In the months that I’ve been compiling these lists of my current listening habits, I’ve noticed that a core group of acts have remained in my ears, though the material I’ve chosen from them has been different. I’ve been neglectful to the new music in my collection this summer so you won’t find any reflections on new releases this time. Still, yet another season goes by and I’m left with another set of recent heavy-rotation tracks in my music library, and I’d like to share them with you.
Alan Jackson – “There Goes” … This comes from one of Jackson’s best albums yet, 1997’s Everything I Love. Hard as it may be for another artist to top the title track from that set, Jackson did it just two releases later with “There Goes” – and has since hit a new high-water mark countless times. The barroom-inspired easy sway of the melody here draws the listener in much the same way the narrator sings about the woman who’s hooked him. A rolling steel guitar accompaniment and crying fiddles keep with the melancholy nature of the song, even when the lyrics – “I’m still pretendin’ I don’t need you/I won’t let you know you’re killin’ me” – make you smile. This is genuine country music pathos at its finest.
Reba McEntire – “Please Come To Boston” … Like her earlier hit with the Everly Brothers’ “Cathy’s Clown”, Reba does a gender-reversal, and of course a narrative reversal in the process, when she tackles Dave Loggins’ 1974 #1 pop hit. Singing from the other side of the wanderlust, the singer here plays the role of the sensible hometown girl with invitations aplenty from a rambling man, who summons her from Boston, Denver, and finally L.A. Each time she says no. But it’s in flipping pronouns on the song’s powerhouse bridge that McEntire changes things around, and becomes a pining-for-him protagonist when she reveals “Of all the dreams he’s lost or found and all that I ain’t got/He still needs to lean to, somebody he can sing to“. She continues to turn down his calls to join him, but the tenderness of her tough love opens up the possibility for a happy ending – something the Loggins version never had.

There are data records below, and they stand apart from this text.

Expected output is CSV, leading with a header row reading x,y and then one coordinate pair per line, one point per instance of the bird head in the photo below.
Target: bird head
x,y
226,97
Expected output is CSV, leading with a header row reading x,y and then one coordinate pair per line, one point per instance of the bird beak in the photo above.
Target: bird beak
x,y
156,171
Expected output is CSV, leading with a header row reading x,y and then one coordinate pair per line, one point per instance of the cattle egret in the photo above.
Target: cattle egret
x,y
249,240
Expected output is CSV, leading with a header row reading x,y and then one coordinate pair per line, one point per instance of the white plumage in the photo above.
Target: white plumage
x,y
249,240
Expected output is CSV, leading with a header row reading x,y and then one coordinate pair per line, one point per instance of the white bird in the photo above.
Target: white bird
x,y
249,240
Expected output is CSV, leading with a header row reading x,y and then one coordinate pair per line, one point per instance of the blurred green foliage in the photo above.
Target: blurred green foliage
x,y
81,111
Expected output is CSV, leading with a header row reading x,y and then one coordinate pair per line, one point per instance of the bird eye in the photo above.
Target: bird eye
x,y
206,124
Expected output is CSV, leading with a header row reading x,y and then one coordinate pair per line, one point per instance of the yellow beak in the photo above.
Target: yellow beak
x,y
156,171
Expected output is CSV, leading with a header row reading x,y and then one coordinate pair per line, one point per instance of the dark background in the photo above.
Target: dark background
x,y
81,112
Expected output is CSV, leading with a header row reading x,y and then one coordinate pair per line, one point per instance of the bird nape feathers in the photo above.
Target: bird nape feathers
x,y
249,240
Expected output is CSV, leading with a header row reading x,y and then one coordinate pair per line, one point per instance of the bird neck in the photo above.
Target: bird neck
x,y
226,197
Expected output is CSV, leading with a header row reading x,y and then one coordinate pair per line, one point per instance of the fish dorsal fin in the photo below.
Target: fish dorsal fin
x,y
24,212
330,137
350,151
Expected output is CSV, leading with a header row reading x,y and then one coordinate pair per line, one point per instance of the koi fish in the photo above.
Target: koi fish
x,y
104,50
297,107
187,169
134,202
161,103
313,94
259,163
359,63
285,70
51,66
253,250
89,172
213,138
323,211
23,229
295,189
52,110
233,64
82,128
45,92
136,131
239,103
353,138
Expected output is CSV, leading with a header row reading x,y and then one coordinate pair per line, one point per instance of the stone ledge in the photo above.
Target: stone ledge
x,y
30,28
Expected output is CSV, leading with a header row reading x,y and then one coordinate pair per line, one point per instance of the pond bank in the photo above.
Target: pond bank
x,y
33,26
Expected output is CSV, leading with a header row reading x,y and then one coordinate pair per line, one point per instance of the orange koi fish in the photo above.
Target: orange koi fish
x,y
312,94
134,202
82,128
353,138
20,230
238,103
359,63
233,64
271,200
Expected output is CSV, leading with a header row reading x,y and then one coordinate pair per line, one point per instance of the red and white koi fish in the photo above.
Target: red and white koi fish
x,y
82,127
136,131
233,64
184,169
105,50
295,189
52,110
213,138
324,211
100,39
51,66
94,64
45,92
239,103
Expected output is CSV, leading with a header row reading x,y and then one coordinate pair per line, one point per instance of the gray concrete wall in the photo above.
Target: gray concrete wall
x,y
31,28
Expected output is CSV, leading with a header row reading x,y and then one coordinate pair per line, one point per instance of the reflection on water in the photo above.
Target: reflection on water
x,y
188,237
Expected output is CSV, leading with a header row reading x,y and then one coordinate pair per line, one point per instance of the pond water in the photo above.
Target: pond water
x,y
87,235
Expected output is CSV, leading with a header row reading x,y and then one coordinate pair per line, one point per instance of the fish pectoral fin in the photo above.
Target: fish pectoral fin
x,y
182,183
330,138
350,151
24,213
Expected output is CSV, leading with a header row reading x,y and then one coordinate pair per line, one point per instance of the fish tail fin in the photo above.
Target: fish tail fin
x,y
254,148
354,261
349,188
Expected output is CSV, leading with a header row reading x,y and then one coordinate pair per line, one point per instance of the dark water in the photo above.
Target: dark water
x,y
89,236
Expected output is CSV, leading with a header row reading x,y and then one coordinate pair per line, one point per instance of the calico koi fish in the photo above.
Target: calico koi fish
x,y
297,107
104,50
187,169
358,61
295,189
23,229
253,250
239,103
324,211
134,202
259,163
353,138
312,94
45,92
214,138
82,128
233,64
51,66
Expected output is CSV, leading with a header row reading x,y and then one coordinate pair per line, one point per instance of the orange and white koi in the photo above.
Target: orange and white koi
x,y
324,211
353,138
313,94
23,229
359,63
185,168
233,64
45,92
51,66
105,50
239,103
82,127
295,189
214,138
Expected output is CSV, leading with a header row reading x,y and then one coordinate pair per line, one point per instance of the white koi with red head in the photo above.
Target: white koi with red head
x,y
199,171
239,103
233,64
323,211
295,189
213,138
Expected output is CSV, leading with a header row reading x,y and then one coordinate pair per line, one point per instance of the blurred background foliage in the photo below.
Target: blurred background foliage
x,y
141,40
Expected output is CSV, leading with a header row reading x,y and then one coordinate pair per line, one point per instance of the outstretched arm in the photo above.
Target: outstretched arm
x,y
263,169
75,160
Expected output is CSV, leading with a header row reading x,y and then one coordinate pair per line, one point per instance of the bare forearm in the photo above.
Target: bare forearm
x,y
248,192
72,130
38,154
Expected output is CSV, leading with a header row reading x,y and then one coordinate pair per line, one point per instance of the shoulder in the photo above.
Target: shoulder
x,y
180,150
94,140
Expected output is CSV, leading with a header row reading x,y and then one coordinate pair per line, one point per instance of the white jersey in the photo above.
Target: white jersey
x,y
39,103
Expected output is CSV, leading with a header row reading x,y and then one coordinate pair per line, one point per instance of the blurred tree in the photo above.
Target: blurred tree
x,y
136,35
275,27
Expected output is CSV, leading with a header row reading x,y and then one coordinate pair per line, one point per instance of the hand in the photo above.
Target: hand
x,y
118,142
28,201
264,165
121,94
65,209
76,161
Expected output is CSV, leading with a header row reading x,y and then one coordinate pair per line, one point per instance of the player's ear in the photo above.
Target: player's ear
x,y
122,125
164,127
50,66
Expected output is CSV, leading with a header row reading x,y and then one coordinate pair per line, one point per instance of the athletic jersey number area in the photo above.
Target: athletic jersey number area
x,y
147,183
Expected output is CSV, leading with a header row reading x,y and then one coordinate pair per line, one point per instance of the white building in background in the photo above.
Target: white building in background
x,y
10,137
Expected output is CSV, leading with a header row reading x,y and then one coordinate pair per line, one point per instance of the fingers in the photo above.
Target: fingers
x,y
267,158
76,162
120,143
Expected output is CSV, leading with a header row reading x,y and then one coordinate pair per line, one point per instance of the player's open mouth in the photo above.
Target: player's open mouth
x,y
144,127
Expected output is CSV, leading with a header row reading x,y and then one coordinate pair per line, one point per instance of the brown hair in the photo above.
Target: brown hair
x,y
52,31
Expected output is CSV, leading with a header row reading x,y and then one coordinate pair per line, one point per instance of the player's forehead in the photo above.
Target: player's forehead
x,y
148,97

Joan Baez and other females had done all this before, but none came close to Reba’s believability.
Rosanne and Johnny Cash – “That’s How I Got To Memphis” … Maybe it was the allure of Memphis over Boston or L.A. that changes the story, as the singer here elects to follow her love interest to destinations far away. But she didn’t come here by his side. In this oft-recorded Tom T. Hall narrative, she’s followed the only trail she knows. Returning to the life her love interest knew before her knew her, she’s sure she’ll find him and be able to tell him all the things she wanted to say all along, and of course rescue him from his troubles. Not just the engaging story told, it’s the elder Cash’s commanding vocal on the final verse and a walking bass line melody that keep this track repeating on my players.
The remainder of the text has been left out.